A naphthodithieno[3,2-b]thiophene-based copolymer as a novel third component in ternary polymer solar cells with a simultaneously enhanced open circuit voltage, short circuit current and fill factor†
Abstract
A dialkoxyl-substituted naphthodithieno[3,2-b]thiophene-based copolymer (PV12) was applied as a third component for ternary polymer solar cells (PSCs) based on PCDTBT1−x:PV12x:PC71BM. In Al-only ternary PSCs with x = 0.15, a power conversion efficiency (PCE) of 6.73% was achieved due to simultaneous enhancement in the open circuit voltage, short circuit current and fill factor, which is much higher than the PCE of 5.28% for Al-only binary PSCs based on PCDTBT:PC71BM and 2.93% for Al-only binary PSCs based on PV12:PC71BM. The PCE reached 7.69% when IIDTh-NSB as a cathode interlayer was introduced between the ternary active layer and Al. Ultraviolet photoemission spectroscopy measurements demonstrated a cascade-type energy level alignment at the ternary PCDTBT(D1)/PV12(D2)/PC71BM(A) junction. As a result, the voltage limitation was overcome at the D1/D2/A junction. Ultraviolet-visible absorption and external quantum efficiency spectra showed that PV12 had complementary absorption to PCDTBT in the solar spectrum.
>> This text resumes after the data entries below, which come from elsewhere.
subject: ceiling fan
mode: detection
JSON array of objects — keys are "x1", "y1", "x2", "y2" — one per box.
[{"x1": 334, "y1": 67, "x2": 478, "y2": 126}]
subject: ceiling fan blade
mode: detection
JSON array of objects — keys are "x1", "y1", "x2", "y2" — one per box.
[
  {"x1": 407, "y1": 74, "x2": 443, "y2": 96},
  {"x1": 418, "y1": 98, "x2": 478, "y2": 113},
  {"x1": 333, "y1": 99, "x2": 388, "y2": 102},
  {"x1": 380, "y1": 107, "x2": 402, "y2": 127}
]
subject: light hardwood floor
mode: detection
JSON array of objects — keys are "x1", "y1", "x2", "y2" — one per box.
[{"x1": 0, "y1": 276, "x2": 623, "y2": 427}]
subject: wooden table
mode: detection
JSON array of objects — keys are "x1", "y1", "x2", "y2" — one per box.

Atomic force microscopy and transmission electron microscopy images showed that the morphology and phase separation of the active layer were optimized by adding PV12. Photoluminescence spectral investigations suggested that the Förster resonance energy transfer from PCDTBT to PV12 occurred in the ternary PSCs under illumination. Finally, the PCEs of the ternary PSCs are not as sensitive to the thickness of the active layer as those of the binary PSCs, which is important for the roll-to-roll coating processing of organic photovoltaic modules.